This content originally appeared on DEV Community and was authored by DEV Community
Sometimes you want your synchronous function to run asynchronously. Perhaps you want to run multiple functions asynchronously using something like Promise.allSettled
or Promise.all
.
I have a number of setup functions that dont depend on each other in an application and I was curious how hard it would be to convert the setup functions to async functions without touching their internal code. (Some functions come from libraries)

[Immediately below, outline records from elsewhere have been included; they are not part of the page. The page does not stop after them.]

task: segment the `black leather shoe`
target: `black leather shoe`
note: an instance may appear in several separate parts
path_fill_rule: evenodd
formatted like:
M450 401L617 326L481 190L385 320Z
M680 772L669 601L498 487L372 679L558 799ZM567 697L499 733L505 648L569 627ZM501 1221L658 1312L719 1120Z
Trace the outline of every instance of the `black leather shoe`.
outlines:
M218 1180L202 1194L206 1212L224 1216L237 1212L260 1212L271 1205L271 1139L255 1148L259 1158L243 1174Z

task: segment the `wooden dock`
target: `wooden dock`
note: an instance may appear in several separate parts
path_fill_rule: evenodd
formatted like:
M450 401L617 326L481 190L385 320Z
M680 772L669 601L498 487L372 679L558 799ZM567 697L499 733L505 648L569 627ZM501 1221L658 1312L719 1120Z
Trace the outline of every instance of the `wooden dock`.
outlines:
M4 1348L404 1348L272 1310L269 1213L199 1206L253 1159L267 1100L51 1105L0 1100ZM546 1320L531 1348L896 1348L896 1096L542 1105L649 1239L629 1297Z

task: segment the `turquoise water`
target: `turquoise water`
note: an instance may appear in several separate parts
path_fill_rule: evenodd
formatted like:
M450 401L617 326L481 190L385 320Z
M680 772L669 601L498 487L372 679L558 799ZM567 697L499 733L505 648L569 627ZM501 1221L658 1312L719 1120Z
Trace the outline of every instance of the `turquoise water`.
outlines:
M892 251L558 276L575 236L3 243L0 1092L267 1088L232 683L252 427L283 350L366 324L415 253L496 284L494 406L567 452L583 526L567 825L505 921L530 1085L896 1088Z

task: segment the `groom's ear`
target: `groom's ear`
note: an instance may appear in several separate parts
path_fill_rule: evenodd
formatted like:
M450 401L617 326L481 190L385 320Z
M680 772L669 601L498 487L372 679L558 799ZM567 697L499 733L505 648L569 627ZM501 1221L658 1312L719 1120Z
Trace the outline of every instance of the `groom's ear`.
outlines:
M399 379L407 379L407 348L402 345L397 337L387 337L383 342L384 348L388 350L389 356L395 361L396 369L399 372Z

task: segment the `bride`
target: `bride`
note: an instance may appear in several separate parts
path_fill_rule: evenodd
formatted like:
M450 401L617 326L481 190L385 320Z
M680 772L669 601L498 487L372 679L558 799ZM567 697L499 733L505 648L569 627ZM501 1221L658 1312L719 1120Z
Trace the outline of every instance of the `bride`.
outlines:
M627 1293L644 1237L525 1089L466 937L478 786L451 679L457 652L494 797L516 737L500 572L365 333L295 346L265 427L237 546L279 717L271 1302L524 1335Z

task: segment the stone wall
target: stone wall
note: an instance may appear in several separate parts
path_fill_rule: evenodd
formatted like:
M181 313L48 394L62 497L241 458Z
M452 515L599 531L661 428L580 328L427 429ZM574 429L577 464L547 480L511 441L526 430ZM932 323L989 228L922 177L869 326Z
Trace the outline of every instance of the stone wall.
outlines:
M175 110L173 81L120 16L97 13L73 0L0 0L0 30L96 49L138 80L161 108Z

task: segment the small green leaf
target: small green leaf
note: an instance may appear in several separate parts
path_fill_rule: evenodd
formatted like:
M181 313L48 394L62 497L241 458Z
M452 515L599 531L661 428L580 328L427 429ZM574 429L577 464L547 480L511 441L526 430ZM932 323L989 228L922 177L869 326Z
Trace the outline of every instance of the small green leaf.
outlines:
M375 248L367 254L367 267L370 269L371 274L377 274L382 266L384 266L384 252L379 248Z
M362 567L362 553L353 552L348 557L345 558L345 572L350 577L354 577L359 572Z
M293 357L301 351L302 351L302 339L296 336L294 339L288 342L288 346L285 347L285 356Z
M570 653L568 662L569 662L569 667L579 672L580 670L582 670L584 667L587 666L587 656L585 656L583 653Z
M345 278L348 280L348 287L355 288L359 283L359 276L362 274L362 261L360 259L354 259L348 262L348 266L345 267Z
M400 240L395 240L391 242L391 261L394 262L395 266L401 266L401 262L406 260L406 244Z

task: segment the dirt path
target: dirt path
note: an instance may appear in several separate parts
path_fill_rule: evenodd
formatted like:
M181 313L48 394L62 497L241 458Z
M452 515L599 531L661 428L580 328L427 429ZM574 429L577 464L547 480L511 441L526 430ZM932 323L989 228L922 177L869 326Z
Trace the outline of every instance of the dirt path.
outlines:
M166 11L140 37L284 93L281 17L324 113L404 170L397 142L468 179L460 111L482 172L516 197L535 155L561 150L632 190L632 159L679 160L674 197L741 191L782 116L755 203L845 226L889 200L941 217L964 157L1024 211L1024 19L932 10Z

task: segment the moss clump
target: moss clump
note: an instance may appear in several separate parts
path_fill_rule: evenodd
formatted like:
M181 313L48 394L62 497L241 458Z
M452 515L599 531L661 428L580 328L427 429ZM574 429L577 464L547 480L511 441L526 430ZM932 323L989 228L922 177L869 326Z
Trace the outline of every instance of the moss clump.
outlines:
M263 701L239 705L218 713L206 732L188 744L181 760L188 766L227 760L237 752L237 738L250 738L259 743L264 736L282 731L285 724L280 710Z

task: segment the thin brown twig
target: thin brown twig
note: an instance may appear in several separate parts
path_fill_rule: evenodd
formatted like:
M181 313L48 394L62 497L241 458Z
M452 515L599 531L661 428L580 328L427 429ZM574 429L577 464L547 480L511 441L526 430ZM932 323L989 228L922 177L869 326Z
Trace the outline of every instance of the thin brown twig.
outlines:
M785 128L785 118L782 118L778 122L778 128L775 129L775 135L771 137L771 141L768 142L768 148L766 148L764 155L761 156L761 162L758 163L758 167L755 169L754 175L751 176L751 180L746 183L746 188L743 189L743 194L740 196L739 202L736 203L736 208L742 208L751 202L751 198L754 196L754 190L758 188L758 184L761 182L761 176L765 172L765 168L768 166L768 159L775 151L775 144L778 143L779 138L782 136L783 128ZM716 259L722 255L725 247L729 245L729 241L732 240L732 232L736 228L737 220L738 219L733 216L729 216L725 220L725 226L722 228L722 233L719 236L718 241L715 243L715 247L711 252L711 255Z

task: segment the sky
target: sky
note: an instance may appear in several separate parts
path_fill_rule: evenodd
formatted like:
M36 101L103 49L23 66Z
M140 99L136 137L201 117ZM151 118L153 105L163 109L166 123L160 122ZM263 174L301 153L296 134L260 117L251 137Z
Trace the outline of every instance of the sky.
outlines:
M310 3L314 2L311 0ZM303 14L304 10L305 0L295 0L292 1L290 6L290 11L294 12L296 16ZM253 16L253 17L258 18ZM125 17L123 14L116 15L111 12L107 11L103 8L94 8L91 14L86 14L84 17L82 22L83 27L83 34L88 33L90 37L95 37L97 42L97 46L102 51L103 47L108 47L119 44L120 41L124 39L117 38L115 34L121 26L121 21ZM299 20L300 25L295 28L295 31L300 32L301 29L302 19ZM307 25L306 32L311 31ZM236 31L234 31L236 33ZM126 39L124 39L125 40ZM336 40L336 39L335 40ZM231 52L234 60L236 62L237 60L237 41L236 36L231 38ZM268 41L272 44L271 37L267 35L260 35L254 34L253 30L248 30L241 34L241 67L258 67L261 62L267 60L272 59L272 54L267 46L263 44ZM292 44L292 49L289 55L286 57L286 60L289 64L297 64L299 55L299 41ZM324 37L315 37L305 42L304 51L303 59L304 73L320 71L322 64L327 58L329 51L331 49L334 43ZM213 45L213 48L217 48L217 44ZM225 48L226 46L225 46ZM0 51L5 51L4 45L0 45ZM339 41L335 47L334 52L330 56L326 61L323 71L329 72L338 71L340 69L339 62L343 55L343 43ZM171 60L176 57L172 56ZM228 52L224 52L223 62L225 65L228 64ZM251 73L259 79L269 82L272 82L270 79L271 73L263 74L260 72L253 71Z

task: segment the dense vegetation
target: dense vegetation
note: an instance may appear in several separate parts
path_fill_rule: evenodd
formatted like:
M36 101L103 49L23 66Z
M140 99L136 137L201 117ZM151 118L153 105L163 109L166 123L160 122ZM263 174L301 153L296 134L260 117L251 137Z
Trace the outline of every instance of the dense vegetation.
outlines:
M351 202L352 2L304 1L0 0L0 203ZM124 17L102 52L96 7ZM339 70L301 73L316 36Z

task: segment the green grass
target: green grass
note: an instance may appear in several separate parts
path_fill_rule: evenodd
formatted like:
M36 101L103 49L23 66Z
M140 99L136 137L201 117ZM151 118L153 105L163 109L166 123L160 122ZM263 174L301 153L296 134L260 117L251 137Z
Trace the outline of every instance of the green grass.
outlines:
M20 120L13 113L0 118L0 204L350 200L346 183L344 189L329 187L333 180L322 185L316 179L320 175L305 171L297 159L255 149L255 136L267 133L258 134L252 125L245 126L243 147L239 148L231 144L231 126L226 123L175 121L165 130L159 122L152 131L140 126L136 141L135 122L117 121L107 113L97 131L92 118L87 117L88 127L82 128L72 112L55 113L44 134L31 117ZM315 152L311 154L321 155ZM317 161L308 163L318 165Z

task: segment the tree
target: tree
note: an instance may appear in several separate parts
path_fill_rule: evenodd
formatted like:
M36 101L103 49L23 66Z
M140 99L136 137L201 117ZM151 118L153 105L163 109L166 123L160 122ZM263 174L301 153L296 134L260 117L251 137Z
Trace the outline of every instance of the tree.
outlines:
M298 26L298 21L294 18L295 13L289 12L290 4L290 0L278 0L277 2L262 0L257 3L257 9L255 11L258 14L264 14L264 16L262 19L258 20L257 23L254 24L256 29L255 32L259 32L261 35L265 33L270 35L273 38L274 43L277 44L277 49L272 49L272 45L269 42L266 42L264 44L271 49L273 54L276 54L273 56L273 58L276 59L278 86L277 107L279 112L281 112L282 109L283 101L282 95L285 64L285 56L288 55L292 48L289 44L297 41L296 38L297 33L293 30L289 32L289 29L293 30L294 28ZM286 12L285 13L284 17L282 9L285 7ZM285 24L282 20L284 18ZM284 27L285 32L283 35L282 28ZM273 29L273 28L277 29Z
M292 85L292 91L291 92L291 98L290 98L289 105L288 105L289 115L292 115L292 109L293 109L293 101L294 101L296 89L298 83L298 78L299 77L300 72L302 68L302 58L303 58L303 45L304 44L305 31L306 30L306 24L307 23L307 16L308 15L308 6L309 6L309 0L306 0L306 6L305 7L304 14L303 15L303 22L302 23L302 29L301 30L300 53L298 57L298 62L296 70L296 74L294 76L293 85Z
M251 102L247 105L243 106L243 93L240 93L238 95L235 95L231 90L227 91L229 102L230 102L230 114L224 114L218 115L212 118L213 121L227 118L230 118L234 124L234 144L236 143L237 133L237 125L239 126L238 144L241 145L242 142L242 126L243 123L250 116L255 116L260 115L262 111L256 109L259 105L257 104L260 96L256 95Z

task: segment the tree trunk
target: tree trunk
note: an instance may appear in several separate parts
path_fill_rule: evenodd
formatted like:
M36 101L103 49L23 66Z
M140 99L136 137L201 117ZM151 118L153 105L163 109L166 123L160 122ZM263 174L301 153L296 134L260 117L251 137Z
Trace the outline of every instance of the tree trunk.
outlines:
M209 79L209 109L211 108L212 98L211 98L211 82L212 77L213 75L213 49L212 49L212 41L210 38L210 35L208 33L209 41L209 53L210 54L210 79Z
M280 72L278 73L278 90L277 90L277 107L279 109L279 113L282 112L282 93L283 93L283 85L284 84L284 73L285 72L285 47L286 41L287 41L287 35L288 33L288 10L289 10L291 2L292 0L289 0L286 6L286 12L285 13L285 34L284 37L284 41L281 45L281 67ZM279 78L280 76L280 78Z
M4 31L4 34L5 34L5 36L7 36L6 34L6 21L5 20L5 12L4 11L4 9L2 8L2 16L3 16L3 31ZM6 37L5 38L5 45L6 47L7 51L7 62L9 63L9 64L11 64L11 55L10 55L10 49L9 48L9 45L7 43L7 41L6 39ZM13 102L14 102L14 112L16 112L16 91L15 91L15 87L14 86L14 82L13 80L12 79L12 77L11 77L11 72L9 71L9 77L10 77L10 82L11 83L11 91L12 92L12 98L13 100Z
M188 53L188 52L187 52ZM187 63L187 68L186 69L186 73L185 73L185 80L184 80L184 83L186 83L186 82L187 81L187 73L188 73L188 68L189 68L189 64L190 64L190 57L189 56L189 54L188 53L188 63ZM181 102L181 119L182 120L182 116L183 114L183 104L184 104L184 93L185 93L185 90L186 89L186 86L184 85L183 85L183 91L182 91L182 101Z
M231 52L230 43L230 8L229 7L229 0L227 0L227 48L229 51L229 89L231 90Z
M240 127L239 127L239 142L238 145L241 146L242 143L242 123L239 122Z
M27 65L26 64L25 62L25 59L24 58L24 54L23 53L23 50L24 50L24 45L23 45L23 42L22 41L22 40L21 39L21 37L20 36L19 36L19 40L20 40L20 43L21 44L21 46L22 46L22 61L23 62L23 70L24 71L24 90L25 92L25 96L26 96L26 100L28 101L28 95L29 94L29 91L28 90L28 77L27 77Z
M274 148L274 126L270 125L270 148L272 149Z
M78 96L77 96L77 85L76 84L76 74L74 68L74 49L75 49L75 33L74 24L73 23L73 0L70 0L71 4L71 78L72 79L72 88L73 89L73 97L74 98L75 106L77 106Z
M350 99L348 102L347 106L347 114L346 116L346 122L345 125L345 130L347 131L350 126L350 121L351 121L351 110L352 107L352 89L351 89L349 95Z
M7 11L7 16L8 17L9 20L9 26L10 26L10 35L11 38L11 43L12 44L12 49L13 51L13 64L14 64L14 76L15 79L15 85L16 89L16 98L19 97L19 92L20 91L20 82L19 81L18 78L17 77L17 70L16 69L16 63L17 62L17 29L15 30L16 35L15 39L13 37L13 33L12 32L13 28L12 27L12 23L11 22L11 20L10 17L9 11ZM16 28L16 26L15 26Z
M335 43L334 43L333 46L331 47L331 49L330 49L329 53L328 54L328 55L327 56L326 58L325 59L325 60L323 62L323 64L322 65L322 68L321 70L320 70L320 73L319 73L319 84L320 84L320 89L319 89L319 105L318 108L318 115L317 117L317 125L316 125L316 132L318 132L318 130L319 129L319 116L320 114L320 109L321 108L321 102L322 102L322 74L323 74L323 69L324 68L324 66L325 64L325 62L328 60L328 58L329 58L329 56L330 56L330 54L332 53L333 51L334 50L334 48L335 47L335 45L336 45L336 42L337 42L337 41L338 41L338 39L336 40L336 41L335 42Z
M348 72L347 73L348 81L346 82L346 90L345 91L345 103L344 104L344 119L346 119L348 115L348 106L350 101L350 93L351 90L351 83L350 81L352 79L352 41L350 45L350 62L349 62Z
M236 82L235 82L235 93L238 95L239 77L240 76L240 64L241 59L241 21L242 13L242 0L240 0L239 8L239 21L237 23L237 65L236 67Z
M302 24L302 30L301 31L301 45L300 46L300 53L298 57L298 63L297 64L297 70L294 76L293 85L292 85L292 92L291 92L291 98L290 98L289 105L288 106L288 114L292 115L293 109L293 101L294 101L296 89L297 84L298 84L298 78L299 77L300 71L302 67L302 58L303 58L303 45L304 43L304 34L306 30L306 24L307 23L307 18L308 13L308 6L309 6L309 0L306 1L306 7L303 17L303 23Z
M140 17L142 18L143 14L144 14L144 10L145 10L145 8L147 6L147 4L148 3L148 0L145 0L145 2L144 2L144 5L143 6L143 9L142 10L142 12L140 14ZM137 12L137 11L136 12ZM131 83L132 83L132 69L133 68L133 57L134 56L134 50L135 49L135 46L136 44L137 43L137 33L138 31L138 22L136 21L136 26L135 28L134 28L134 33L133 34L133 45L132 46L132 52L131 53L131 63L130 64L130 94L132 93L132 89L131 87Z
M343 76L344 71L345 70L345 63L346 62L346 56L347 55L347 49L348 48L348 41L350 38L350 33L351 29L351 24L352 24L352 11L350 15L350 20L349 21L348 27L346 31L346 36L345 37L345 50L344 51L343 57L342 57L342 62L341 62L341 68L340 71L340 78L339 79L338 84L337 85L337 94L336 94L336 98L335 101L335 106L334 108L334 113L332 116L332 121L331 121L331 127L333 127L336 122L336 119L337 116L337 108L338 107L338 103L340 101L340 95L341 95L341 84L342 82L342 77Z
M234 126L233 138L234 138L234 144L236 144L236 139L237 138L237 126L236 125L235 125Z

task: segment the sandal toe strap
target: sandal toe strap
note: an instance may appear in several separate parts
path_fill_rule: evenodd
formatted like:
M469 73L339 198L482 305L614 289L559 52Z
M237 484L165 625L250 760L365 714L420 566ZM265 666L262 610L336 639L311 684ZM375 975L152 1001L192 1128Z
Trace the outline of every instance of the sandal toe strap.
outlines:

The TLDR is that yes, I managed to do it.
function asPromise (callback, ...args) {
return new Promise((resolve, reject) => {
try {
resolve(callback(...args))
} catch(e) {
reject(e)
}
})
}
Now for some examples:
function greet (greeting, name) { return "${greeting}, {name}" }
await asPromise(greet, "hi", "konnor")
// => "hi, konnor"
Now what if we pass an object?
function greet ({greeting, name}) { return "${greeting}, {name}" }
await asPromise(greet, {greeting: "hi", name: "konnor"})
// => "hi, konnor"
And finally, what about an array?
function greet (ary) {
return `${ary[0]}, ${ary[1]}`
}
await asPromise(greet, ["hi", "konnor"])
// => "hi, konnor"
Are there edge cases? Probably. Mostly around this
if your function calls rely on this
make sure to bind within the Promise like so:
await asPromise(myFunction.bind(myThis), "arg1")
And that's all for today! Short and sweet.